Elvis was a hero to most
But he never meant shit to me you see
Straight up racist that sucker was
Simple and plain
Mother fuck him and John Wayne

in the UK 2012 rather than the USA in 1989?

So where do we draw the line?  The internet is an anarchic medium; anyone can put anything up they like, and that's the beauty of it and it's greatest weakness. The UK doesn't have a constitutional right to freedom of speech as laid down in, for instance, the constitution of the US.  It has a tradition of it though, and that's something that's much harder to get rid of.

The wikiocracy is the voice of the average, and averages can't exist without extremes.  At the extreme ends of humans we see Stalin and Gandhi, both heroes to some and villains to others; we see the greatest levels of stupidity and the greatest leaps of human intelligence.  If we imprison people for saying what's on their mind because we disagree of find it offensive, what happens when someone else takes offence to something we've said?  Are we all ready to defend our words in court?

1 comment:

  1. While there is no doubting that what he said was utterly foul and deserving of contempt, I certainly don't think it should have dropped him in jail. Short of incitement, as you say, I don't think there should be anything that must remain unsaid - no matter how offensive, unpleasant, or contrary, no matter how much it may hurt someone's feelings, it doesn't matter - unless it can be shown that someone's words cause, or have caused, demonstrable harm, nothing should be taboo.

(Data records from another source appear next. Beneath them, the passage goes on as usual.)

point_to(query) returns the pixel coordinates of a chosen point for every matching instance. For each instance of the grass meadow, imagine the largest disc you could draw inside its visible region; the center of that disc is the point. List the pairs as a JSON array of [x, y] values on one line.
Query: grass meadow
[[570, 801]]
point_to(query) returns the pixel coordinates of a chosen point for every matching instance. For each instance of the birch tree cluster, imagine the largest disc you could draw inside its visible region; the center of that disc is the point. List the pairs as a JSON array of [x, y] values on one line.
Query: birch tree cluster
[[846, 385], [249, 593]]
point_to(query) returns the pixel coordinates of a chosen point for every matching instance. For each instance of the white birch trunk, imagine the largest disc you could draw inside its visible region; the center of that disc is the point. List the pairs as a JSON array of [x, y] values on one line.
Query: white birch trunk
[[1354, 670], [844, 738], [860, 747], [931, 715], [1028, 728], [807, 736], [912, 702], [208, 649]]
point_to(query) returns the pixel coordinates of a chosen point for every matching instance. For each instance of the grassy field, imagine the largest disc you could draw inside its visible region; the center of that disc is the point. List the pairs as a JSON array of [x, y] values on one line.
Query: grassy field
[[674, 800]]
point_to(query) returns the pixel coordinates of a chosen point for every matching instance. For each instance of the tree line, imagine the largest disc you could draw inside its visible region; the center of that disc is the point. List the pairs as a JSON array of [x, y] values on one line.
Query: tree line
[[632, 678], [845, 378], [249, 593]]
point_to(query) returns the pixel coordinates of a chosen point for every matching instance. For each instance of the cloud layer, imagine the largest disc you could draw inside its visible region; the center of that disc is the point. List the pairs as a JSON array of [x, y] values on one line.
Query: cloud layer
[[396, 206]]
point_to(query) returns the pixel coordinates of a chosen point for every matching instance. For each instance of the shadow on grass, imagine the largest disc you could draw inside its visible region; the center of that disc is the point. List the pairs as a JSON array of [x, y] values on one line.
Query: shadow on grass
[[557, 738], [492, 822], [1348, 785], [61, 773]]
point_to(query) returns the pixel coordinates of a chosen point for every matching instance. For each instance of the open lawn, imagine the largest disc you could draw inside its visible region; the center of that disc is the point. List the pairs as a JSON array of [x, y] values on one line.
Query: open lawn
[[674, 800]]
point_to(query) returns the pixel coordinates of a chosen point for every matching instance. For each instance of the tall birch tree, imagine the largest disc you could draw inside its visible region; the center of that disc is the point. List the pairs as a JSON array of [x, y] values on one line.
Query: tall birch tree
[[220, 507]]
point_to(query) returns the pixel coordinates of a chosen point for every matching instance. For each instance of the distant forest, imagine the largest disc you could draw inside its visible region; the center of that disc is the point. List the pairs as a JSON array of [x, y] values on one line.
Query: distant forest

    Censorship is always a tool of oppression, never protection (although it frequently pretends to be about protecting people). It's about limiting thought by restricting expression; if you can get people out of the habit of saying it, the idea goes, they'll eventually stop thinking it. Sadly for the all-powerful "them", that never works - if you stifle expression, it explodes out in more damaging ways.

    "Sunlight is the best disinfectant" was never more true; if you let a bigot, a racist, a homophobe, a sexist, or just a regular idiot speak, they will expose themselves - if you stop them, they'll just be another martyr on the pyre in the name of free speech. Right now there will be those in the BNP or EDL who'll see this guy as an example of "political correctness gone mad" (or some other such bullshit excuse for them being racist dicks), and he will be held up as proof that "Britain's turning into a big-bruvva, nanny-state!"

    Like Nick Griffin's appearance on Question Time, it's always better to let these morons speak, expose their ignorance and bigotry, and they will shoot themselves in the foot without the rest of us having to lift a finger ... people will see them for what they are.